Tavassoli F A, Casey H W, Norris H J
Gynecologic and Breast Pathology Department, Armed Forces Institute of Pathology, Washington, DC 20306.
Am J Pathol. 1988 May;131(2):213-34.
A total of 213 treated and 16 control monkeys comprising 12 experimental groups was evaluated for determination of the long-term (10 years) effects of various dosages of a variety of synthetic oral contraceptive steroids on the mammary glands of rhesus monkeys. The steroid hormones included mestranol, ethynerone, a combination of mestranol and ethynerone, chlorethynyl norgestrel plus mestranol, and anagestone acetate plus mestranol. Various degrees of physiologic lobular hyperplasia and lactational changes were observed in association with all of these steroid hormones; these changes appeared dose-dependent. Mestranol caused a proliferative atypia ranging from a minimal to a moderate degree in 8 of 34 (23%) animals, but it was not dose-related. Eleven of 15 monkeys (73%) administered ethynerone developed proliferative atypia, ranging in degree from minimal to severe, including one invasive carcinoma and 2 lesions resembling intraductal carcinoma in the human. The mestranol and ethynerone combination produced a proliferative atypia in 22 of 52 animals (42%), including five identical to intraductal carcinoma in the human and one identical to lobular neoplasia. Of the 40 monkeys administered anagestone acetate and mestranol, 20 (50%) developed proliferative atypias; the atypias ranged from mild to severe and included five resembling intraductal carcinoma in human breast. The chloroethynyl norgestrel and mestranol combination induced proliferative atypia in 25 of 52 monkeys (49%); six of these atypias were severe and indistinguishable from intraductal carcinoma of the human breast; and one, if in the human breast, would reflect a solid variant of an invasive carcinoma. Only 2 of the 16 control monkeys (12%) developed proliferative atypias, and these were of minimal to mild degree. The occurrence of severe degrees of atypia identical to intraductal carcinoma in the human breast and invasive carcinoma associated with hormone administration suggests a carcinogenic effect.

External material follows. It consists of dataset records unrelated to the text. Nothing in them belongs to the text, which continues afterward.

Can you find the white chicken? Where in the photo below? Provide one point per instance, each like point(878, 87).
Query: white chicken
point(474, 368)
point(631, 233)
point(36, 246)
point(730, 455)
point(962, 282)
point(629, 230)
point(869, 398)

对总共213只接受治疗的猴子和16只对照猴子(分为12个实验组)进行了评估,以确定各种剂量的多种合成口服避孕甾体激素对恒河猴乳腺的长期(10年)影响。甾体激素包括炔雌醇甲醚、炔诺酮、炔雌醇甲醚与炔诺酮的组合、氯炔诺孕酮加炔雌醇甲醚以及醋酸甲羟孕酮加炔雌醇甲醚。观察到所有这些甾体激素都伴有不同程度的生理性小叶增生和泌乳变化;这些变化呈剂量依赖性。炔雌醇甲醚在34只动物中的8只(23%)引起了从轻度到中度的增生性异型性,但与剂量无关。给予炔诺酮的15只猴子中有11只(73%)出现了增生性异型性,程度从轻度到重度不等,包括1例浸润性癌和2例类似于人类导管内癌的病变。炔雌醇甲醚与炔诺酮的组合在52只动物中的22只(42%)产生了增生性异型性,包括5例与人类导管内癌相同的病变和1例与小叶肿瘤相同的病变。在给予醋酸甲羟孕酮和炔雌醇甲醚的40只猴子中,20只(50%)出现了增生性异型性;异型性从轻度到重度不等,包括5例类似于人类乳腺导管内癌的病变。氯炔诺孕酮与炔雌醇甲醚的组合在52只猴子中的25只(49%)诱导了增生性异型性;其中6例异型性严重,与人类乳腺导管内癌难以区分;还有1例,如果在人类乳腺中,将表现为浸润性癌的实性变体。16只对照猴子中只有2只(12%)出现了增生性异型性,且程度为轻度到中度。与激素给药相关的严重程度与人类乳腺导管内癌相同的异型性以及浸润性癌的出现提示了致癌作用。